NADA Launches Mobile App for Upcoming Convention
Along with updating members about insurance booklet legislation developing on Capitol Hill, the National Automobile Dealers Association announced the new mobile app for the 2013 NADA Convention and Expo is now available for download.
Officials said the app can help attendees maximize their convention experience with features that include:
—Up-to-the-minute updates on workshop sessions and events
—Creating a personalized schedule
—Company descriptions and booth locations on the expo floor
—Navigating the convention easily using maps
—Scheduling meetings with exhibitors
—Staying organized by creating custom notes
—Reviewing workshop sessions.
For iPhone, iPod Touch, iPad and Android phones, dealers can visit the App Store or Google Play Store with their devices and search for “NADA 2013” to find the app.
For all other phone types, including BlackBerry and all other Web browser-enabled phones, dealers can visit www.chirpE.com/NADA2013.
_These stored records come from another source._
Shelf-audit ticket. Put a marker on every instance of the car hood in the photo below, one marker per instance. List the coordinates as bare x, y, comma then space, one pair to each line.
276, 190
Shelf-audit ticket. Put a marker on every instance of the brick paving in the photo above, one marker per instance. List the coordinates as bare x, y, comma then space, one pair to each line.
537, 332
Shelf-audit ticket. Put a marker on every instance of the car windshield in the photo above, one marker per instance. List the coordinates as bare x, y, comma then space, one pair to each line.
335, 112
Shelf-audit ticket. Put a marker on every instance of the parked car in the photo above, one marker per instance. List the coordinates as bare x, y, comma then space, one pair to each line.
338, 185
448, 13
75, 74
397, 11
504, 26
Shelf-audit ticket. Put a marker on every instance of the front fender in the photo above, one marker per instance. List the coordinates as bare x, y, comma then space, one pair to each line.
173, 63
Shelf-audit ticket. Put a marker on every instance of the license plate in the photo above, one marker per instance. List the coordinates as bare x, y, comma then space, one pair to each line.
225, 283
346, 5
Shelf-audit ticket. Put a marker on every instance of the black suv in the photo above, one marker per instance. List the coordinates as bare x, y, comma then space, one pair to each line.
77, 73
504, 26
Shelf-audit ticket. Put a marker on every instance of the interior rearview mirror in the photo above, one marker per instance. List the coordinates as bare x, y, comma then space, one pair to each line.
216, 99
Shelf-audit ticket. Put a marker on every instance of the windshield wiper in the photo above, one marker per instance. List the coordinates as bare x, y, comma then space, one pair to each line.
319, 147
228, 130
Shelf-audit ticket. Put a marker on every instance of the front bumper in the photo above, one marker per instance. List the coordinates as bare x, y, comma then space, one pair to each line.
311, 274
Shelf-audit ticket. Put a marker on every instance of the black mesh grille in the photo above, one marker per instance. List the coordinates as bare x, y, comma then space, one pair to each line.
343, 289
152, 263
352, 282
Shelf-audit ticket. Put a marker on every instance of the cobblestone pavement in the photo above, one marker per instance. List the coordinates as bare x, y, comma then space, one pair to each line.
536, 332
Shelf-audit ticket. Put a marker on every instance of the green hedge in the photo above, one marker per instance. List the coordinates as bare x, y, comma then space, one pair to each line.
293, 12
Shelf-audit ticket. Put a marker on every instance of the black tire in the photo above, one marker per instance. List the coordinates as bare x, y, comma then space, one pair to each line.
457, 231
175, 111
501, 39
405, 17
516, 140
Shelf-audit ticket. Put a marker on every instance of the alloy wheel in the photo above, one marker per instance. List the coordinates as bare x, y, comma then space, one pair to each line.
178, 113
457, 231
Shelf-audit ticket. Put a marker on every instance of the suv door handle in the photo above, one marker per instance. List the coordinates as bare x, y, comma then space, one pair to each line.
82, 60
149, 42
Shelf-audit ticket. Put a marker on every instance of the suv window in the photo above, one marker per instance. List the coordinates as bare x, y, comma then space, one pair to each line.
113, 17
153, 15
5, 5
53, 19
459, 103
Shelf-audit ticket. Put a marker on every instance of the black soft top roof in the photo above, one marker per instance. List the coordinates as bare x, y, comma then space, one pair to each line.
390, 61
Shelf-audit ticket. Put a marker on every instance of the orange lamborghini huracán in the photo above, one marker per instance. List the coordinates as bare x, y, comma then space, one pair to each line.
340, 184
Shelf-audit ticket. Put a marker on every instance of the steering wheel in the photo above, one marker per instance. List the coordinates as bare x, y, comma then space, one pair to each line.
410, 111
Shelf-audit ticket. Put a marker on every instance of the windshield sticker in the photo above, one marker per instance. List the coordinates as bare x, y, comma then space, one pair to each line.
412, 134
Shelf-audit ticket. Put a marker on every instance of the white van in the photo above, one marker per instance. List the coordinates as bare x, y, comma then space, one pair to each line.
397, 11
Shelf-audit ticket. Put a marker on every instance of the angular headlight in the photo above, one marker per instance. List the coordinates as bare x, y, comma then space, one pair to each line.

NADA also mentioned that convention hotels are filling up fast, so dealers should register soon. Advance registration for dealers and managers ends Jan. 31, a $75 savings from the onsite registration rate. Hotel prices increase Jan. 30.
To register, visit www.nadaconventionandexpo.org.
Stay tuned to the Feb. 1-14 print edition of Auto Remarketing, which is the annual NADA conference issue. It will include a feature on incoming chairman David Westcott, an inside look at the used-car side of his Burlington, N.C., dealership and much more.
Dealership Insurance Booklet Mandate Eliminated
In other news from the association, NADA said franchised dealerships are no longer required to provide printed copies of the Relative Collision Insurance Cost Information brochure to car and truck buyers upon request.
President Obama signed legislation last week that repeals the outdated mandate and eliminates the $1,000 fine that dealerships face for failing to comply with the 1970s-era law.
“This bill removes a regulatory burden from dealerships that helps reduce our cost of doing business,” said Bill Underriner, NADA chairman and a multi-franchise dealer from Billings, Mont.
The booklet was originally designed to provide car buyers with information on the different insurance costs to repair vehicles, but apparently was not helpful to consumers in the showroom.
The Obama administration, in a 2011 submission to Congress, said that “a prospective buyer does not need a brochure from the federal government to obtain this information, since insurance agents are trained to provide advice on how model selection affects insurance premiums.”
Underriner added, “For all of the years I’ve been in business, I cannot recall that a customer has ever asked to see the booklet. Printing and mailing this booklet has simply been made obsolete by technology.”
In an NADA survey of its members, 96 percent of franchised dealers reported that none of their customers had ever asked to see the brochure in the 21 years dealers were required to stock it.